Voir également  Muscles et nerfs

Des muscles antagonistes peuvent agir simultanément pour fixer dans une position déterminée les pièces squelettiques avec lesquelles ils sont en rapport. C’est ce qui a lieu dans les mouvements coordonnés, c’est à-dire quand un muscle ne peut agir qu’à la condition que son point d’origine soit fixé par d’autres muscles. Cette coordination des mouvements se trouve réalisée dans la grande majorité des cas. A chaque mouvement coordonné participent généralement plusieurs muscles.

Les actions secondaires des muscles sont de différentes espèces. Les unes sont relatives; les autres, absolues. L’action secondaire absolue est liée à la manière d’être. du muscle lui-même; elle se manifeste toujours en même temps que l’action principale. Ainsi la tension des capsules articulaires est très souvent une action secondaire absolue et il en est de même pour la tension des fascias de beaucoup de muscles, une partie du tendon du muscle ou même un certain nombre de ses faisceaux s’insérant aux fascias superficiels. Une action secondaire est relative, lorsqu’elle dépend de l’action d’un autre muscle. Celle-ci doit avoir lieu ou bien avant la première ou bien en même temps qu’elle. Elle précède l’action secondaire, par exemple, lorsqu’un muscle, extenseur dans son action principale, sert en outre à accomplir un mouvement de rotation, ce qui suppose la pièce squelettique fixée dans une position déterminée par l’action d’un autre muscle. Lorsque l’action secondaire d’un muscle dépend de l’action d’un autre muscle qui agit simultanément, ces muscles sont alors associés. Le muscle alors, indépendamment de son action principale, détermine un autre mouvement, qui a lieu grâce à la coopération d’un autre muscle. Dans certains cas l’action principale d’un muscle subit elle-même des modifications. C’est ce qui se produit surtout pour les muscles des membres. Les muscles qui prennent leurs insertions d’origine et de terminaison à deux os placés dans le voisinage immédiat l’un de l’autre, les muscles uniarticulés, comme on les appelle parce qu’ils ne recouvrent qu’une seule articulation, présentent toujours des rapports simples. Au contraire, les muscles pluriarticulés, c’est-à-dire ceux qui passent au-dessus de plusieurs articulations, sont plus compliqués, ce qui dépend de ce qu’ils n’agissent pas seulement sur les os auxquels ils s’insèrent, mais aussi sur les pièces squelettiques situées entre leur point d’origine et leur point de terminaison, et au-dessus desquelles ils passent. Il en résulte toute une série de modifications qui font sentir leur influence sur l’action même qu’exercent ces muscles sur les os auxquels ils s’insèrent.

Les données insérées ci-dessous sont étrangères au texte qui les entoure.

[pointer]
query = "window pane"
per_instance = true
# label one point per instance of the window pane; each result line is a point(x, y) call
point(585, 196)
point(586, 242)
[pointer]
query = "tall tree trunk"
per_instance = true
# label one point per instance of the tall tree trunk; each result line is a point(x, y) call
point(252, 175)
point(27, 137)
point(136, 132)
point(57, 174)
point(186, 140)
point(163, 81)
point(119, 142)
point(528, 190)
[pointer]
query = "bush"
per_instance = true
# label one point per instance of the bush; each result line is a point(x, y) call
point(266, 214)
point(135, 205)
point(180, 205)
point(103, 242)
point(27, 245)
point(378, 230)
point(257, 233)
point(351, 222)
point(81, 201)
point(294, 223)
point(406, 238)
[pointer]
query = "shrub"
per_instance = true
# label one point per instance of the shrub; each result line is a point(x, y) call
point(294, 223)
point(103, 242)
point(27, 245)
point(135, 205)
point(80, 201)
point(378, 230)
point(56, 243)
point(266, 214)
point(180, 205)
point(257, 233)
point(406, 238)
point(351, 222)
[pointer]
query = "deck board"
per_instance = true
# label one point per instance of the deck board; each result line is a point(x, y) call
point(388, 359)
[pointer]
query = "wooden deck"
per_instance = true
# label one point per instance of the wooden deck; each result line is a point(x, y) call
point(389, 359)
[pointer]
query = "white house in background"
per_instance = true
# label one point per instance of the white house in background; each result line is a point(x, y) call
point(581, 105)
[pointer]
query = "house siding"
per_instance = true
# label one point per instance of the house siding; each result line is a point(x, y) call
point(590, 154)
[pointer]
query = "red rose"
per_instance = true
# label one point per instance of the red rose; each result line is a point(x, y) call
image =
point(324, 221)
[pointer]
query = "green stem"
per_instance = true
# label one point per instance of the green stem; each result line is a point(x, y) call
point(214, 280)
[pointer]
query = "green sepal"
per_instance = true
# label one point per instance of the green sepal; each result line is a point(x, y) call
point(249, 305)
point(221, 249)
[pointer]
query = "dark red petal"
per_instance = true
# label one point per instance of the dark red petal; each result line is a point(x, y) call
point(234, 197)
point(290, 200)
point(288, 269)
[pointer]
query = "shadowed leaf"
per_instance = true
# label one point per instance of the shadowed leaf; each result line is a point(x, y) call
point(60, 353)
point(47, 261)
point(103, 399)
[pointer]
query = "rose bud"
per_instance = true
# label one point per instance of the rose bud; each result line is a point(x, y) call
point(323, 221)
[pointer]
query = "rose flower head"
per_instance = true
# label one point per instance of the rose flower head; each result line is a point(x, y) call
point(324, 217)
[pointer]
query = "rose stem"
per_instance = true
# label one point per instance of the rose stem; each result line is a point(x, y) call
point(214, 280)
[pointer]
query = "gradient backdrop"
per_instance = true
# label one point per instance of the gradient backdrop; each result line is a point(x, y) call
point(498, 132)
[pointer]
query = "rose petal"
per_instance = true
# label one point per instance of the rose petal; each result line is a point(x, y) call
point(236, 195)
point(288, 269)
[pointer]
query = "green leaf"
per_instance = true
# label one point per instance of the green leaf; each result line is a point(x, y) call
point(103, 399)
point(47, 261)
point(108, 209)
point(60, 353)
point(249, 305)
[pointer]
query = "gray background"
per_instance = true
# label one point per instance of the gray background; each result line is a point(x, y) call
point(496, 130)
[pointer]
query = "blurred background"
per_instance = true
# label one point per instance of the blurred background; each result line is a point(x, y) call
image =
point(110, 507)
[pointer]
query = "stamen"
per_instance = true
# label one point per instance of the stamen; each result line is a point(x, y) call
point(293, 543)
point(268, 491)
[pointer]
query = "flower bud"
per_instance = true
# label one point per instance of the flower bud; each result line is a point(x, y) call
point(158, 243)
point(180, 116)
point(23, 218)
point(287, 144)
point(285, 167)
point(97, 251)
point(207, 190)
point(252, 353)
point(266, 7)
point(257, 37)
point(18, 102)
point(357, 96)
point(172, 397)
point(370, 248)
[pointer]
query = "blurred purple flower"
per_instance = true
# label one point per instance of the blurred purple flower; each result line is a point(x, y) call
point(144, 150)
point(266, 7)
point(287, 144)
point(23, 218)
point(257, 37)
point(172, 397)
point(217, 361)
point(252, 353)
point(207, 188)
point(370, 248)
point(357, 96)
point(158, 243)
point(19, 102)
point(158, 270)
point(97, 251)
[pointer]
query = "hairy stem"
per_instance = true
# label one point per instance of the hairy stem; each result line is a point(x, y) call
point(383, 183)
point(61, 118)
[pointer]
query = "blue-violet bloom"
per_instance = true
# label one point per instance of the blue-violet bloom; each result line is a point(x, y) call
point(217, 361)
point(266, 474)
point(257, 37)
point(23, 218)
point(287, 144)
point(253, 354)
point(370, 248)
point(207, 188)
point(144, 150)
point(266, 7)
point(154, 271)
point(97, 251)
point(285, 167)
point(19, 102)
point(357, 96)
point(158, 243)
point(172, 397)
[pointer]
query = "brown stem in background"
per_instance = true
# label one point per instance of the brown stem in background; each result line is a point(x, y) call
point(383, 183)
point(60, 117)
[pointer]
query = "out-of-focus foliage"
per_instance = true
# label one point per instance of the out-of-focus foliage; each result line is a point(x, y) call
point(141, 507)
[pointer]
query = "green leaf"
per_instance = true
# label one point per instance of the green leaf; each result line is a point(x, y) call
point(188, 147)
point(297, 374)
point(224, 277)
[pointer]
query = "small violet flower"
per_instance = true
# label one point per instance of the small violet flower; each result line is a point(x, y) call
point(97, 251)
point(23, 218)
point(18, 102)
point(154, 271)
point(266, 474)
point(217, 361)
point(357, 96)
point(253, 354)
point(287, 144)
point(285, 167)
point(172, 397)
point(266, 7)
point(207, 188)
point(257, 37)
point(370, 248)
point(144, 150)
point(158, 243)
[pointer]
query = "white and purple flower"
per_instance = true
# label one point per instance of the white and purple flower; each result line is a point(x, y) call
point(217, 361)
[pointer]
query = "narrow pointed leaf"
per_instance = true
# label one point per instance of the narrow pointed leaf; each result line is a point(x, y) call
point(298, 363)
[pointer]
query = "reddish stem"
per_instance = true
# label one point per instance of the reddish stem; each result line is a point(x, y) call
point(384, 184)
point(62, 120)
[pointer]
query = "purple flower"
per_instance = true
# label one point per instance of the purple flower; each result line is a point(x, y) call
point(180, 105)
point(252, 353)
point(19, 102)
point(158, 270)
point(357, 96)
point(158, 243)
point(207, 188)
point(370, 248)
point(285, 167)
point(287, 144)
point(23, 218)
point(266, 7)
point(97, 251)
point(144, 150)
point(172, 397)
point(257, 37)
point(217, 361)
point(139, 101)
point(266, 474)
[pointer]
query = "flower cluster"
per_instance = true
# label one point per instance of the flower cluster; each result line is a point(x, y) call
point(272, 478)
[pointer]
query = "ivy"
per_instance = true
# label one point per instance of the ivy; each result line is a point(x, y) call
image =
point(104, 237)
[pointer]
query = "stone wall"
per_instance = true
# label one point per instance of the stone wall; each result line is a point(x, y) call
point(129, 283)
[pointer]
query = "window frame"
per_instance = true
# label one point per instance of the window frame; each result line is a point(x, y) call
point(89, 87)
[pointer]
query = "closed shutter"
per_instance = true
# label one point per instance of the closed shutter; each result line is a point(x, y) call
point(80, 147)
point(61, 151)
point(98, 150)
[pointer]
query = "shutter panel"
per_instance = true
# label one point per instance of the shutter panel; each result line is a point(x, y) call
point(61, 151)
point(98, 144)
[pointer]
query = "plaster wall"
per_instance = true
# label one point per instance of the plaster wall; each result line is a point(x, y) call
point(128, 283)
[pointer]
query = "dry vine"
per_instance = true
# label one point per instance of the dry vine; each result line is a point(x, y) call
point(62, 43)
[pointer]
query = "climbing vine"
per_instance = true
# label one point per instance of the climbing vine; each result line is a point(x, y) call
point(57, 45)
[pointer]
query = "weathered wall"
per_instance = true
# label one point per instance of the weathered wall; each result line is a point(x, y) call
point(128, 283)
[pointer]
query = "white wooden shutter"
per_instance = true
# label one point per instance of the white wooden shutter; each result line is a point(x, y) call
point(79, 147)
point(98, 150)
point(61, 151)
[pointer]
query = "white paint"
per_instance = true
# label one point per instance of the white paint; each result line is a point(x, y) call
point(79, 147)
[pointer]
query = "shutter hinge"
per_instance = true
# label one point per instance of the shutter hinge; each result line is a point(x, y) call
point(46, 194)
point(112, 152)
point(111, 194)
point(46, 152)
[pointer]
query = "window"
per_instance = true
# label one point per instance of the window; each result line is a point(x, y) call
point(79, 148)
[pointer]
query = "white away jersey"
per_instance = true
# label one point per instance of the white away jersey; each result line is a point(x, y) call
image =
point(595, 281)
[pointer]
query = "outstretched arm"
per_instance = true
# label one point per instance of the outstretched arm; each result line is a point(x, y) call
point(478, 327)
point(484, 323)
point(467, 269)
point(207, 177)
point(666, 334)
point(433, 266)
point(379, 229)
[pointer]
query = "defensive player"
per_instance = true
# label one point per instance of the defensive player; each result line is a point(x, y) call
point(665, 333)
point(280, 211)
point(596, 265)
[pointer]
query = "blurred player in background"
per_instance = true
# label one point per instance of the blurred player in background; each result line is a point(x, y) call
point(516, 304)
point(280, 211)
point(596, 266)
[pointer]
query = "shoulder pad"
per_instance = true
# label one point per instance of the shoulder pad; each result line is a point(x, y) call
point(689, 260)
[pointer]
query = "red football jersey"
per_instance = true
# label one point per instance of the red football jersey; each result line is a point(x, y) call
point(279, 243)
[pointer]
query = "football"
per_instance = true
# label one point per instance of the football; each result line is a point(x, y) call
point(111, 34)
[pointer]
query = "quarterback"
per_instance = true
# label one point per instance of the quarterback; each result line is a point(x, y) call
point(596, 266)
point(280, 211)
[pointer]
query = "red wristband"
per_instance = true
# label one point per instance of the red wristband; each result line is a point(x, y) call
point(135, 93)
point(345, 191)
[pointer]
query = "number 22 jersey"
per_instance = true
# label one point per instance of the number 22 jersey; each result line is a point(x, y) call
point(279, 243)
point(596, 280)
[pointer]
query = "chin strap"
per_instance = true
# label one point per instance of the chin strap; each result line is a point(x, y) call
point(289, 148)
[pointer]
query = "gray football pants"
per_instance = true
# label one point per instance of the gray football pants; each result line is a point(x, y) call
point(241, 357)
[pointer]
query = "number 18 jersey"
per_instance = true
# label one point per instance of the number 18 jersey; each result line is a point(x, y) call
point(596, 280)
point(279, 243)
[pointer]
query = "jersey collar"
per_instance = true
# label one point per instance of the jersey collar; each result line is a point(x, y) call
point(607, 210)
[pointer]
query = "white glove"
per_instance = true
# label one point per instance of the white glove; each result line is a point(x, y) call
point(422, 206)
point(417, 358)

La musculature est surtout en rapport avec le squelette. Cependant ce rapport n’est pas le seul. Elle détermine aussi certains mouvements, grâce à ses relations avec des fascias, des aponévroses, et avec les ligaments capsulaires des articulations. C’est ainsi que dans les articulations, dont la capsule articulaire est bien développée, on trouve régulièrement des muscles fixés à cette capsule. Certains muscles s’unissent à cette dernière par une partie de leur tendon terminal, d’autres, au contraire, par leur tendon d’origine. Dans l’un comme dans l’autre cas ils agissent sur la capsule.